Interestingly, patients switching treatment from clozapine to other antipsychotics in the present study were prescribed 15–20% lower doses than the nonswitching patients. In addition, the observed mean serum concentration in the subgroup of clozapine-switching patients was below the established therapeutic threshold, i.e. < 1070 nmol/L (350 ng/mL) [17,18,19]. From a clinical point of view, it is unclear why the physicians did not increase the clozapine dose after TDM to reach therapeutic concentrations in the patients who subsequently switched to other drugs. One may speculate that TDM in the switching subgroup was requested to check whether the concentrations were high because of side effects, hence providing a basis for dose reductions. However, when revealing low concentrations, the patient may have switched from clozapine to other antipsychotic drugs instead. The latter is supported by guidelines recommending that dose should be titrated until therapeutic serum concentrations are reached [31, 39, 41] and also agrees with a study showing that intolerability during low dosing is the main reason for discontinuing clozapine treatment [49]. Furthermore, a pragmatic point is the range of clinical studies showing that clozapine discontinuation is rarely caused by inadequate efficacy [12, 14, 50]. However, whether the higher proportion of switchers not reaching therapeutic clozapine serum concentrations indicates that reduced tolerability precedes a clozapine switch needs to be investigated in future studies.

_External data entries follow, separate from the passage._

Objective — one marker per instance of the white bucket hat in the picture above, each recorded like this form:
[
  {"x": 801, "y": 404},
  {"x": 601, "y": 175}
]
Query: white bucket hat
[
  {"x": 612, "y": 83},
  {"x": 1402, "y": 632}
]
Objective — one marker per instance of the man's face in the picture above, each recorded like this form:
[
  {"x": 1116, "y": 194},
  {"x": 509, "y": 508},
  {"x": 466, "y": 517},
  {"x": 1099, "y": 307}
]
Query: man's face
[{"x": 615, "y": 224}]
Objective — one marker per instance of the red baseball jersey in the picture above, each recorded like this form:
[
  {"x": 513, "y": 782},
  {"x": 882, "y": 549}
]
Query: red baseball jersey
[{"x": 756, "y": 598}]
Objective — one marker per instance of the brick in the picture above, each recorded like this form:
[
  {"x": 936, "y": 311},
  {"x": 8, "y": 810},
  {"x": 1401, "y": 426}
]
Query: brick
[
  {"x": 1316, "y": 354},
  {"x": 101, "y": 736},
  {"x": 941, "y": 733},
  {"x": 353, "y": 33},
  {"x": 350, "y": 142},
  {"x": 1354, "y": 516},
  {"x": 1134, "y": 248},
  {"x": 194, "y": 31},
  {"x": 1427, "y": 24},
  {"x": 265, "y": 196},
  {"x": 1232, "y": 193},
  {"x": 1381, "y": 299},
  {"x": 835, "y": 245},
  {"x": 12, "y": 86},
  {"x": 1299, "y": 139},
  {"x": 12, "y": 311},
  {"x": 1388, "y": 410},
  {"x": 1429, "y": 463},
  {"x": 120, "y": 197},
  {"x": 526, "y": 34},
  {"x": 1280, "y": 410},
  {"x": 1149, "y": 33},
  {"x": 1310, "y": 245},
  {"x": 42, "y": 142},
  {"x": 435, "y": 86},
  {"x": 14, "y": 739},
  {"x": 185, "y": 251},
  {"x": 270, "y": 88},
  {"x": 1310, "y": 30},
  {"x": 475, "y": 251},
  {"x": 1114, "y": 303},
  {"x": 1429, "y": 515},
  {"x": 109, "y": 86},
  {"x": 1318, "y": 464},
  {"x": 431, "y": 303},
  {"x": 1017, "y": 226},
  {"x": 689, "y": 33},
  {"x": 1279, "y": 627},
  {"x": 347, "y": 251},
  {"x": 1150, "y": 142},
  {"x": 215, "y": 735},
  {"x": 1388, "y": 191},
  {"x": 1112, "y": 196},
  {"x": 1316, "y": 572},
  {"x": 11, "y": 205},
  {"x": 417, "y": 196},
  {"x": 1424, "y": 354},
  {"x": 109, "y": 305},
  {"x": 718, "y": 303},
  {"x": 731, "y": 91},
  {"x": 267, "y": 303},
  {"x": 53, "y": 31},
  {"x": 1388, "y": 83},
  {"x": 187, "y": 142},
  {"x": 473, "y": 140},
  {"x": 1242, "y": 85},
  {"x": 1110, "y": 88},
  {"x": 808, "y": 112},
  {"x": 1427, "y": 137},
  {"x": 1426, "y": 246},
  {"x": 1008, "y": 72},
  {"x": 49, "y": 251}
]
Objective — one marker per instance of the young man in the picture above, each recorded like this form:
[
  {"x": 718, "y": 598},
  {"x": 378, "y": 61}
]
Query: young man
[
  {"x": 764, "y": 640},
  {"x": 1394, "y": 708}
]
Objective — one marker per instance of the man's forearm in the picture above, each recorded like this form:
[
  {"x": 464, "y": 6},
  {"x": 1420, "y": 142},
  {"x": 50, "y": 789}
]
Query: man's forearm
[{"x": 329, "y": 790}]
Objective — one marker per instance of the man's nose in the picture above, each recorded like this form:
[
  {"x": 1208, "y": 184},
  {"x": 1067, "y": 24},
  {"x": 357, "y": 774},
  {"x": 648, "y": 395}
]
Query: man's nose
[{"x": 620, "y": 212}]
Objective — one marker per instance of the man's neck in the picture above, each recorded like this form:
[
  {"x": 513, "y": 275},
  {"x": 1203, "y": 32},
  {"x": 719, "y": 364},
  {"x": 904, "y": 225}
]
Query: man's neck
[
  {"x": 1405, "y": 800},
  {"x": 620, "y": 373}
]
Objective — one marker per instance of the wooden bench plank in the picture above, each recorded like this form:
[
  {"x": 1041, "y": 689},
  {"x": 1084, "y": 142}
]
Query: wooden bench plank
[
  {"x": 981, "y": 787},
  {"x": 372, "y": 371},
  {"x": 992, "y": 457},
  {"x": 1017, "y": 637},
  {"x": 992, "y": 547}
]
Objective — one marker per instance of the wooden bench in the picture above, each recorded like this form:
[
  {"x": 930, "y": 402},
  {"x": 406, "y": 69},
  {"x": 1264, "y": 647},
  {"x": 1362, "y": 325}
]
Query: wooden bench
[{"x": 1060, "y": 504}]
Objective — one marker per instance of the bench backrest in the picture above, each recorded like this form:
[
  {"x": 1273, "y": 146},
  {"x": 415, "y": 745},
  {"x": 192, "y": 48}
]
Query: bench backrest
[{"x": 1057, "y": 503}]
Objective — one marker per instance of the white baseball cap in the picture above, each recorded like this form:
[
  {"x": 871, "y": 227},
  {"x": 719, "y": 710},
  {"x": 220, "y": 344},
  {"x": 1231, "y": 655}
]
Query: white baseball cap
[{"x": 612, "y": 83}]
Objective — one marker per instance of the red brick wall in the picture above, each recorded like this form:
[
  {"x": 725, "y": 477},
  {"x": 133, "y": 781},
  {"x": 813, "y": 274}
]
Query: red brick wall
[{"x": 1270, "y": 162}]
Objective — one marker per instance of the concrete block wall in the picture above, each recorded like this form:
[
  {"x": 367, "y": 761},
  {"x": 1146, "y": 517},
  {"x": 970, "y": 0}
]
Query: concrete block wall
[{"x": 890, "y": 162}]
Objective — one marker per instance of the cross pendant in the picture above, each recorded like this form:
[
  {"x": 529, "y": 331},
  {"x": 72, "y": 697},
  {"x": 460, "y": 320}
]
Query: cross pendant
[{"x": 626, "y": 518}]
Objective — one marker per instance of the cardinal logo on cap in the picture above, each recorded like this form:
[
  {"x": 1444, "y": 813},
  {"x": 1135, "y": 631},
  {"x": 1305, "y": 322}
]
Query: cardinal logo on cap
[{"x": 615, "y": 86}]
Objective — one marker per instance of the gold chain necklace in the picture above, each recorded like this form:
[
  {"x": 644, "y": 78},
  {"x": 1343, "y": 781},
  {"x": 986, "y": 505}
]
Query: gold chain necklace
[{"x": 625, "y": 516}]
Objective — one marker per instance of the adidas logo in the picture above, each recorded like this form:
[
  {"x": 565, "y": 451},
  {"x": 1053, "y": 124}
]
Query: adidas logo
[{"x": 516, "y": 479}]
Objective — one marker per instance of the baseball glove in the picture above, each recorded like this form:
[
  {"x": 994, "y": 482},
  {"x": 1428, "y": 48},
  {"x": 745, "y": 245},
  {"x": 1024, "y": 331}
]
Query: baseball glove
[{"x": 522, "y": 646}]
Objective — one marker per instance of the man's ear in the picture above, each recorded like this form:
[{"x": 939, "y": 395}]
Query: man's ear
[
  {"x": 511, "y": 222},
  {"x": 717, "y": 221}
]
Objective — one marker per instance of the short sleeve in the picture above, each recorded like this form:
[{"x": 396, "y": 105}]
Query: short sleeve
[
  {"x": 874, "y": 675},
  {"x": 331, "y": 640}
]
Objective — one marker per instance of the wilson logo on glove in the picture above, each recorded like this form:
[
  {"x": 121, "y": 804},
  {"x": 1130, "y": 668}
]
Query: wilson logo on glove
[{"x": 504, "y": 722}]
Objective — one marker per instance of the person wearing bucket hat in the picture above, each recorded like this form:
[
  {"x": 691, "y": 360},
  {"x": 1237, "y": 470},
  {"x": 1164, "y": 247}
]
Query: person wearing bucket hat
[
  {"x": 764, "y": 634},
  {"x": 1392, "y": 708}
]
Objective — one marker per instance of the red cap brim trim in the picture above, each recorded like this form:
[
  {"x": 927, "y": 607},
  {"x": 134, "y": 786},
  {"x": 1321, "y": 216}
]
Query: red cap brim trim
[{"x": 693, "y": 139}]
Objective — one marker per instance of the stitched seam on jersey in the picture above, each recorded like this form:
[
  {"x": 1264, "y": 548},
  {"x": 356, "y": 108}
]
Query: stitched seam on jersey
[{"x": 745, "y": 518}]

The retrospective and naturalistic design of the present study is associated with several limitations. Number one is uncertainty over whether physicians provided accurate information about dosing, sampling time and comedications on the requisition forms. Furthermore, the study used laboratory data without information on the clinical assessments underlying drug switch/discontinuation and whether this was because of side effects or insufficient symptom control. Another aspect is that no information was available on the physiological variables that potentially had an impact on clozapine metabolism, e.g. organ function, somatic diseases, infections and body weight, and that may have varied during the study period. We checked for the latter by reviewing the requisition forms among patients with outlying concentration measurements but still relied on the details written on the forms by the physicians. The study measured clozapine switch by replacement of TDM with another antipsychotic drug. This is a conservative and definite measure of switch but may also underestimate the true proportion of switchers in the study population, e.g. patients switching after the observation period. TDM is routinely performed during clozapine treatment in Norway. It is therefore unlikely that patients were misclassified as switchers if TDM of non-clozapine antipsychotics was requested without being accompanied by clozapine TDM. A strong methodological aspect of the study is that the use of TDM data allowed for the inclusion of a large patient population with exact information on drug exposure and disclosure of drug switch by detected replacement in blood samples. Finally, a favourable aspect of using TDM data is that nonadherence can be controlled for by neutral drug exposure assessments.

5 Conclusions

The present study shows that decreased absolute and dose-adjusted serum concentrations of clozapine are associated with clozapine treatment discontinuation, as defined by switch to other antipsychotic drugs. The significantly lower dose-adjusted serum concentration of clozapine among treatment-adherent patients switching versus not switching to other antipsychotic drugs suggests a pharmacokinetic mechanism, e.g. increased metabolism to toxic metabolites, may underlie termination of clozapine because of intolerability. This latter hypothesis should be investigated further in mechanistic studies with access to complete metabolic profiles in relation to treatment discontinuation.